Main Street had stores on it, and churches. There were half a dozen churches, even though Snow Hill was a small place. The churches were not the same ones Annie-Vic remembered from her childhood. The buildings were the same — except for the Holiness Church, which was new, and all the way at the end — but the denominations in them had switched around. The Congregationalists were gone. They had become the United Church of Christ and then just sort of disappeared. Their building had been taken over by the Assembly of God. The Baptists had moved into the church that had once belonged to the Episcopalians. The Mt. Sinai Full Gospel Church had moved in to the Baptist's old building. Only the Lutherans had stayed where they'd started out, and almost nobody went to the Lutherans any more.

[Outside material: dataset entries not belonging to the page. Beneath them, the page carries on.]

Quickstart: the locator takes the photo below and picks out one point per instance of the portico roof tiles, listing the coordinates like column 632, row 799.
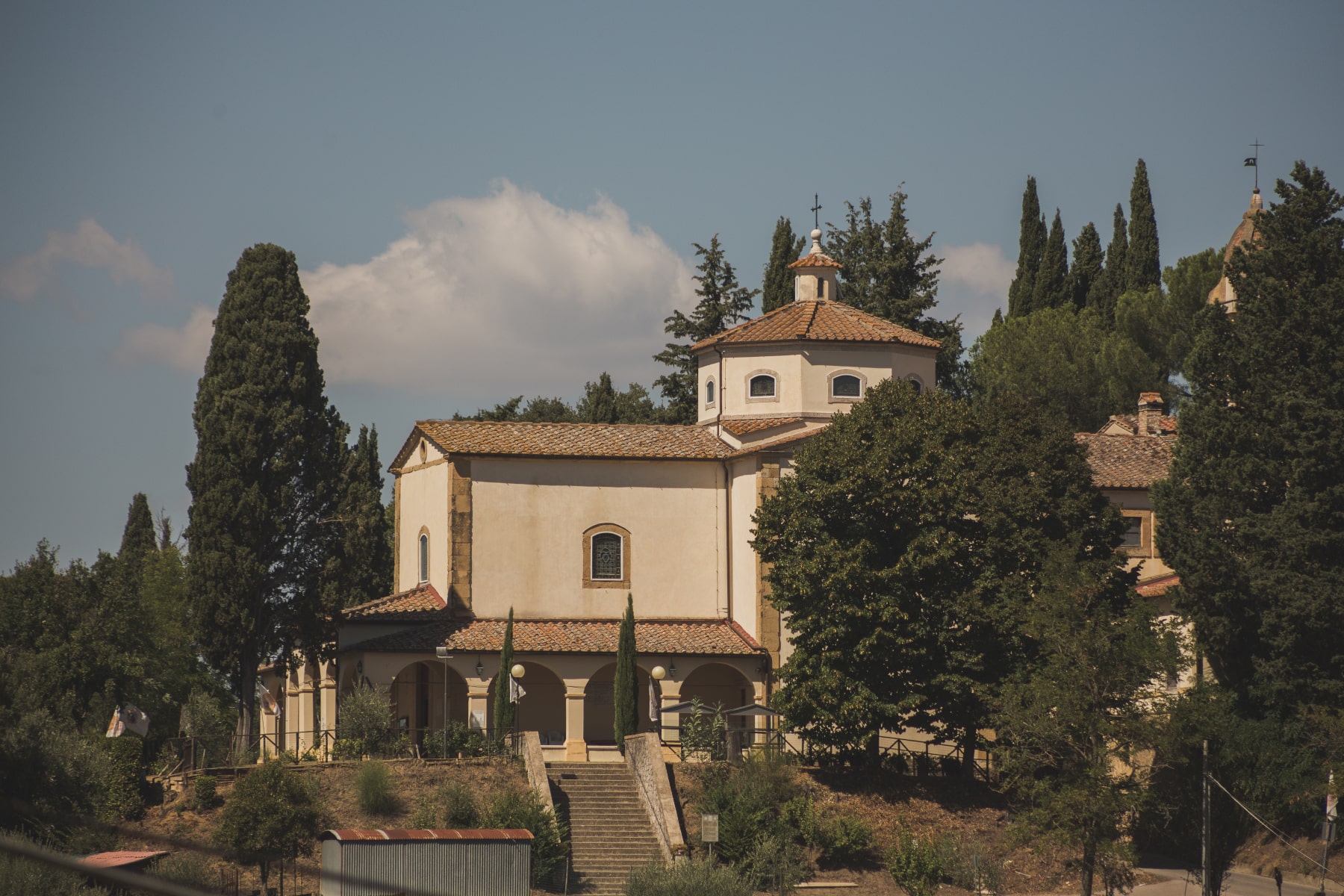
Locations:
column 1127, row 461
column 421, row 602
column 818, row 320
column 635, row 441
column 682, row 637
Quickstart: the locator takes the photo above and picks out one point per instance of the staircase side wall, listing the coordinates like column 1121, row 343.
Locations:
column 644, row 758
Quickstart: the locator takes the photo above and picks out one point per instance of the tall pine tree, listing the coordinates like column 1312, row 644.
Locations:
column 1142, row 267
column 724, row 304
column 1088, row 265
column 1053, row 274
column 1253, row 505
column 265, row 481
column 777, row 282
column 1031, row 246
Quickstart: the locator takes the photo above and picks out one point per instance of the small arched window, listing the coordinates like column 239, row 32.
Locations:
column 606, row 558
column 846, row 386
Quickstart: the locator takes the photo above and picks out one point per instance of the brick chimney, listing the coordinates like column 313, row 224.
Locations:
column 1149, row 413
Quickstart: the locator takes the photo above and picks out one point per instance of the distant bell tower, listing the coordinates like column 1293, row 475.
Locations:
column 815, row 274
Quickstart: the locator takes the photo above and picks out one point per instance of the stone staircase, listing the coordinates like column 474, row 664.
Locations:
column 611, row 832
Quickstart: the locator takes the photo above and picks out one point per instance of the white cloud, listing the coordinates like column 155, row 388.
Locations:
column 89, row 246
column 974, row 282
column 181, row 348
column 497, row 296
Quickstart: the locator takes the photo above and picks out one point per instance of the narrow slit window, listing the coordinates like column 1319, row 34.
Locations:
column 762, row 386
column 606, row 556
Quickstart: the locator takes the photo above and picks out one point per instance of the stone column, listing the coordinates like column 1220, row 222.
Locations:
column 576, row 748
column 329, row 709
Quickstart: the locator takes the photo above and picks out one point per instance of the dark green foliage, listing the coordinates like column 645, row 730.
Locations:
column 1142, row 267
column 1251, row 509
column 915, row 527
column 503, row 706
column 523, row 809
column 374, row 788
column 777, row 281
column 1031, row 247
column 1086, row 269
column 1108, row 287
column 364, row 722
column 626, row 679
column 362, row 568
column 272, row 815
column 695, row 877
column 1053, row 289
column 265, row 481
column 915, row 865
column 203, row 794
column 1074, row 719
column 889, row 273
column 722, row 304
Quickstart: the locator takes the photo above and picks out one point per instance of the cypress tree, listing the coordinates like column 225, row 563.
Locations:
column 625, row 682
column 503, row 706
column 1108, row 287
column 265, row 480
column 1251, row 507
column 362, row 570
column 1031, row 245
column 722, row 304
column 777, row 282
column 1053, row 274
column 1142, row 267
column 1086, row 269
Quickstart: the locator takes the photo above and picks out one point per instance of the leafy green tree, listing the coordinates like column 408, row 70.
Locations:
column 1073, row 722
column 265, row 481
column 503, row 706
column 889, row 273
column 1108, row 287
column 1142, row 267
column 273, row 815
column 362, row 570
column 626, row 679
column 722, row 305
column 1053, row 276
column 1250, row 512
column 902, row 550
column 1031, row 246
column 1086, row 269
column 777, row 281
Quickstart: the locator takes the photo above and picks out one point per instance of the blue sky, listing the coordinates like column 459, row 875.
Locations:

Annie-Vic leaned over and checked the laces on her running shoes. She did not run — she was ninety one, and she hadn't even liked to run when she was at Vassar; it was a new thing, this driving need to race about everywhere and be athletic — but she did walk every day, up and down Main Street if she were in town. In Mongolia she had not walked because she had hiked every day with her group, but on another AAVC trip, to China, she had risen every morning and paced three or four times around her hotel. The Chinese police were not happy with the idea of an American walking around the streets on her own, for what looked to be no reason of any kind at all.
There were people on Main Street who were waiting for her, and Annie-Vic knew it. They'd waited for her when she'd come home on her first vacation from college. In those days it was strange for a girl to go to college at all. It was an affront that a girl would go away to a place like Vassar, which was for people who were richer than the Hadleys were, for people who were not Folks. It was important to almost everybody in Snow Hill to be Just Folks. Annie-Vic had always wondered if they had waited for her on Main Street when they found out that she wasn't coming home after college, that she had enlisted in the Navy instead. That was in 1937, and four short years later they were at war. That time, Annie-Vic had managed to stay away for damned near a decade. She still thought of it as the happiest time of her life, in spite of the fact that she'd spent two years of it in a Japanese prisoner of war camp.
"Asinine," she said again. Then she started off down the sidewalk, moving more quickly than most people twenty years younger than she was could have managed, staring straight ahead as she did it. The people who were waiting for her were not going to slow her down, or change her mind. If they weren't all bone headed stupid, they'd know it.
The first stretch of Main Street was clear of people. It was a working day in the middle of the week, and most of the people who lived in Snow Hill were away at jobs in Harrisburg. Yes, Annie-Vic thought, even Snow Hill was changing. Even Snow Hill couldn't stay stuck in the mud of provincial ignorance forever, although it sure as hell intended to try. Annie-Vic was an imposing figure, and she knew it. She was tall for a woman, even these days, and so spare she could have served as a flag pole with very little alteration. Her arms and legs pumped, the way she had been taught to make them in the cardiovascular health class she's taken at the community college. Her hair was thick and wild and grey as dirt. Her eyes were clear of cataracts and in no need of glasses except when she wanted to read. Her spine was as straight as a metal rod.
"Use it or lose it," she whispered to herself, under her breath.
That was just the moment she was coming up on the Snow Hill Diner, and on Alice McGuffie, standing right outside.
"Filthy little bitch," Alice McGuffie said, in a voice loud enough to carrying all up and down the street. "You're going to burn in hell."